Another effect of Perlmutter’s ruling is that it benefits and strengthens protections for artists and independent content creators who are threatened by AI. Since the rise of AI in creative spaces, artists and other creatives have fought against AI large language models who “train” on copyrighted or otherwise legally protected materials. While courts have held that the training of AI constitutes fair use, under Perlmutter the actual product from AI is not protected by copyright. Accordingly, artists of all kinds now have better leverage to assert their value to businesses after fearing for years that AI generated content will replace their jobs. 

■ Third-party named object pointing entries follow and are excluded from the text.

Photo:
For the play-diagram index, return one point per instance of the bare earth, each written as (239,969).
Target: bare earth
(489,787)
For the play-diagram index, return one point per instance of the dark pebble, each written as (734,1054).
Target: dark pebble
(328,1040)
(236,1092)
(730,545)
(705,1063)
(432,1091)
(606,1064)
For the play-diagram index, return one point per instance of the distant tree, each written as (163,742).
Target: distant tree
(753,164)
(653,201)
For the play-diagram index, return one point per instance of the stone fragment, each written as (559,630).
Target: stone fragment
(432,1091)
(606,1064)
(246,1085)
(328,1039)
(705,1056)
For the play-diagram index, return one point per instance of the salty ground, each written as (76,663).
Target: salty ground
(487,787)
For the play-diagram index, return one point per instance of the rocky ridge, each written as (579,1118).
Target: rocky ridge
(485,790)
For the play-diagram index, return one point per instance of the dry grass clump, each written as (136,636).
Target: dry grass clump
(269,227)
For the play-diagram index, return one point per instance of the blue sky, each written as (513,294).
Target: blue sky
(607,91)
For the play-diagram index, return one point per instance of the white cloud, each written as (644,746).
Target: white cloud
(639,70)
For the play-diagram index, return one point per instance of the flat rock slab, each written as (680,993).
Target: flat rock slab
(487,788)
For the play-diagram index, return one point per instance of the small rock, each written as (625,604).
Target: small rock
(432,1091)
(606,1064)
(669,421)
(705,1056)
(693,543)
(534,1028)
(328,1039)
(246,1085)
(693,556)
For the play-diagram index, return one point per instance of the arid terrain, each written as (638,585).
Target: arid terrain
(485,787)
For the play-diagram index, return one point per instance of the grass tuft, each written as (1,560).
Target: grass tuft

For example, 2023 saw a massive strike from Sag-Aftra, the largest writers and actors guild in the US, where some of their demands included better protections and informed consent around the use of AI in the industry. Even deceased actors were included in the demands, as Sag-Aftra demanded that their images and likenesses deserved the same protection. By reclaiming the “human” asset in both past and present actors, the creative industry has established a double layer of protection for creators. In light of Perlmutter, this framework works from both ends: it denies copyright protection to machine generated outputs, while simultaneously penalizing the unauthorized exploitation of the human persona used as input. Authors, too, have protested against the use of AI in the industry by publishing blank books en masse. With the Supreme Court refusing to hear Perlmutter, for the time being, these creatives now have a stronger legal framework to rely on when asserting their worth to their patrons and employers. 


What’s Next

Perlmutter’s holding leaves open a question of quantity: how much AI is too much AI? Currently, the courts hold that the “first instance of authorship must come from a human,” or in other words, that the creative thrust must come from a human. Effectively, merely typing in a prompt to generate an image or other response is not enough to be afforded copyright protection. This standard leaves several questions for the courts to address in the future around the use of AI as an assistant in the creative process. For example, Adobe’s photo editing tool Photoshop can now include a host of AI-powered options to edit images, varying from actual image creation to refining an image’s resolution. While certainly an image entirely produced and edited by AI would not receive copyright protection, courts have yet to resolve clearly how much editing could be done by AI before the requirement of human authorship fails. Pending cases like Allen v. Perlmutter in Colorado, which distinguishes itself from Thaler v. Perlmutter by asserting that AI is a shared author of the work, will further define how much AI is too much AI. Where AI functions as a tool directed by the human creative process, courts may still find that the resulting work satisfies the Copyright Act’s authorship requirement.


Conclusion

As the use of AI continues to expand across all industries, it is important for businesses to understand how developments in the legal world will impact their ability to promote and grow their business. While some businesses might have an easier time adapting to this rapidly evolving landscape than others, Perlmutter's ruling ultimately benefits large businesses and strengthens protections for independent artists, but leaves small businesses in murky waters.


*The views expressed in this article do not represent the views of Santa Clara University.